We were about to leave home to drop off our two freshmen (son and daughter) at college. At the last minute, I quickly raced over to CVS to get them each a box of condoms. We have tried to emphasize safety and good decision-making. This purchase showed them we meant it.
As we drove away, I described my errand and explained the delay to the captive kids in the backseat. They politely asked me, okay, begged me, to stop. Of course their reaction demanded that I continue.
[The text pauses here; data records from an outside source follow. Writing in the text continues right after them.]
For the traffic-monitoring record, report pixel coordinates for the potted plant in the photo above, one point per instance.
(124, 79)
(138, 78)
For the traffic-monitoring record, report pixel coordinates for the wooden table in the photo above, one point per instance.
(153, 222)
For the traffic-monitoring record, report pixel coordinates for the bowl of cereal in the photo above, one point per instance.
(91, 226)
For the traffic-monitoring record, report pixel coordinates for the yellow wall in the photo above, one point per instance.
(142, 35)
Reflections of a Condom-Buying Father
It’s been a long time since I’d needed to buy condoms, and things seem to have changed. For one thing, I’m not nearly as uncomfortable buying them (I’m still working on feminine products). That person behind the register, with the disapproving look, is gone. He’s been replaced by some kid who is impressed that an old guy might still be getting some action.
But, the biggest change was the overwhelming variety. The small, hidden area with two or three choices is now six shelves with a colorful array of options. I immediately eliminated the “party boxes” with 24 – 32 condoms. I want to encourage safety, not too much fun. Besides, if they need to buy that many, let them roll it into a student loan like everyone else. (I think at this point I heard gagging from the back seat.)
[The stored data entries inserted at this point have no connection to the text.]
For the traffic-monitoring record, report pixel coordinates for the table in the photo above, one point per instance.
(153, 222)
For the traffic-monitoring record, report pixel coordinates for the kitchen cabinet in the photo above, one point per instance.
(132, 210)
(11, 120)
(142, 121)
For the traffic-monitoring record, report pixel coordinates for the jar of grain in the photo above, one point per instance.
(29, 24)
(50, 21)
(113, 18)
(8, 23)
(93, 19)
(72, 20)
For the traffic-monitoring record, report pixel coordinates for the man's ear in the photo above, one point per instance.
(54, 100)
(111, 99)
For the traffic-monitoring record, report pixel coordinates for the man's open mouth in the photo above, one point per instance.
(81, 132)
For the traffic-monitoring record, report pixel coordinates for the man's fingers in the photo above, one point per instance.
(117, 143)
The cheapest ones were also easy to eliminate. My philosophy on condoms is similar to that on parachutes. I really, really want to make sure it will work; I’m not looking for a bargain.
There were several boxes called Magnums, designed for the larger male. I felt uncomfortable judging the size of my son, or my daughter’s potential partners, so I passed on these as well. I was, however, somewhat curious about what size, exactly, might require a magnum. But I resisted the urge to peek.
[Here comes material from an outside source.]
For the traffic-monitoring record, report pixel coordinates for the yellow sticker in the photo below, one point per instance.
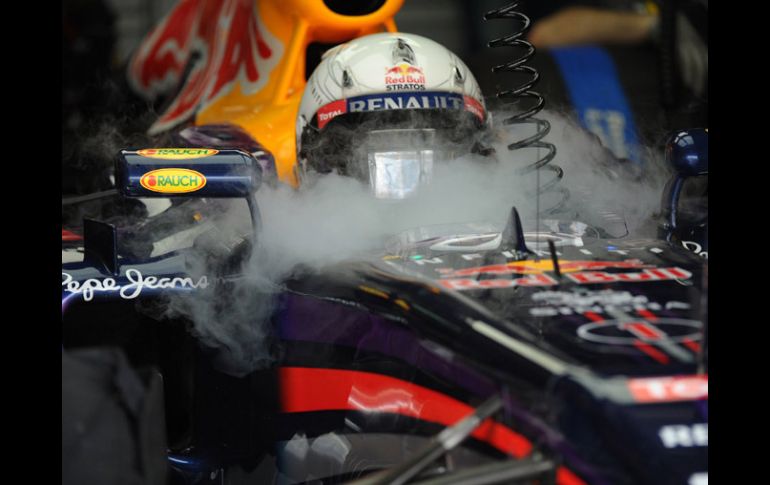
(177, 153)
(173, 180)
At this point, cries of, “Please stop!” came from the rear of the car.
Apparently, they now have lubricants specifically designed to enhance female pleasure. They might have had these 30 years ago as well, but as a young man with raging hormones, it didn’t seem particularly important at the time. But since I was in the line of promoting sex and condom safety, I decided that they were in charge of their own enhancement.
I believe this is where my son and daughter were singing and stomping to try to drown out my voice.
I finally settled on a mid-priced box of 12. It was ribbed and ultra-thin for maximum sensation and natural feel (didn’t care about that), but it did come with a spermicidal lubricant (which I thought was worth it).
As we continued the drive to college, things seemed to settle down. The chuckles from my wife in the passenger seat subsided. The kids in the back stopped squirming and, luckily, the automatic door locks prevented them from jumping out of a moving car at 65 miles per hour.
But, in the end, I think my message was clear: I love you, and I want you to be safe.